Lupo may have been of Basque ethnicity but was perhaps Frankish or Roman (Aquitanian). The name Lupo ("wolf", otsoa in Basque) is a well-attested totemic first name and surname widely spread across the whole Basque ethnic area in the early Middle Ages. He may have been a royal appointment of Pepin III (in 768), or he may have been elected duke by the people. The extent of his territory is unknown. He may have ruled all of Aquitaine after 769, though this is unlikely. His Gascony did border the Agenais and its northern border seems to have been the Garonne. Bordeaux was not under his control, but that of a separate line of Carolingian-appointed counts. Lupo's power may or may not have extended to the Pyrenees, but the trans-Pyrenean Basques were also under Carolingian suzerainty, as seen by Einhard's reference to Basque perfidia (treachery) at Roncesvalles. This region may have been part of Lupo's realm. Some historians have nevertheless implicated Lupo in the legendary ambush of Roland.

Lupo probably died in 778. His relationship to the previous dukes of Aquitaine-Vasconia and his successors is unclear. If he is to be regarded as related to subsequent Gascon dukes, which seems reasonable on the basis of patronymics, a genealogy can easily be constructed. He was the father of Sancho, Seguin, Centule (father of Lupus III) and García (Garsand). All of his sons ruled Gascony at one time or another, except García, who died in battle with Berengar of Toulouse in 819. He may also have had another son named Adalric, who was active in the reign of Chorso of Toulouse.

==Sources==
- Collins, Roger. The Basques. Blackwell Publishing: London, 1990.
- Einhard. Vita Karoli Magni. Translated by Samuel Epes Turner. New York: Harper and Brothers, 1880.
- Lewis, Archibald R. The Development of Southern French and Catalan Society, 718-1050. University of Texas Press: Austin, 1965.
- Lacarra, J. Vasconia medieval: Historia y Filología.

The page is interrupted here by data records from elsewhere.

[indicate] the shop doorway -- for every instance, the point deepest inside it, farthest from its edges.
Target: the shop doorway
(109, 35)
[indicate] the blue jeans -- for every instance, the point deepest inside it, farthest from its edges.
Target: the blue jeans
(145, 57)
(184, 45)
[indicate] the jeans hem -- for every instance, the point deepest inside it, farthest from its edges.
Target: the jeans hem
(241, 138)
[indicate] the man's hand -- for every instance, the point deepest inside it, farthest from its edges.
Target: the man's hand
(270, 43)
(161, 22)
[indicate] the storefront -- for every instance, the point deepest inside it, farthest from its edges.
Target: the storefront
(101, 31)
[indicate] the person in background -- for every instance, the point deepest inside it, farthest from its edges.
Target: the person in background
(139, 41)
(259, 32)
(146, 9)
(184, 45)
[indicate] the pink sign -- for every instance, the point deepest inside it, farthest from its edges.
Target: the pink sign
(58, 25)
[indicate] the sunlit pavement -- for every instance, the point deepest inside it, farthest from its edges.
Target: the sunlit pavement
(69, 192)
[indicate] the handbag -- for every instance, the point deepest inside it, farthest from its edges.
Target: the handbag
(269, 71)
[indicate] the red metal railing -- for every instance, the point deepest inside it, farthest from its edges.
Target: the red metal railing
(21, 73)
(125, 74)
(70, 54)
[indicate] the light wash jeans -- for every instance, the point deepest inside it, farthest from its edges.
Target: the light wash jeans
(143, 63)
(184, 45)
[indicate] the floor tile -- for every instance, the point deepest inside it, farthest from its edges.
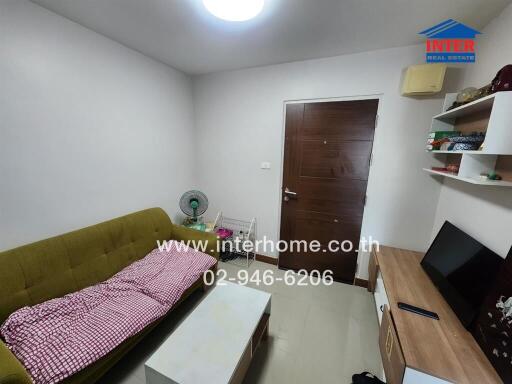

- Wallace-Hadrill, J. M., translator. The Fourth Book of the Chronicle of Fredegar with its Continuations. Greenwood Press: Connecticut, 1960.
- Estornés Lasa, Bernardo. Auñamendi Encyclopedia: Ducado de Vasconia.
- Annales Laurissense, in Mon. Gen. Hist. Scriptores, I, 148.
- "Astronomus", Vita Hludovici imperatoris, ed. G. Pertz, ch. 2, in Mon. Gen. Hist. Scriptores, II, 608.
- Sedycias, João. História da Língua Espanhola.
- Monlezun, Jean Justin. Histoire de la Gascogne. 1864.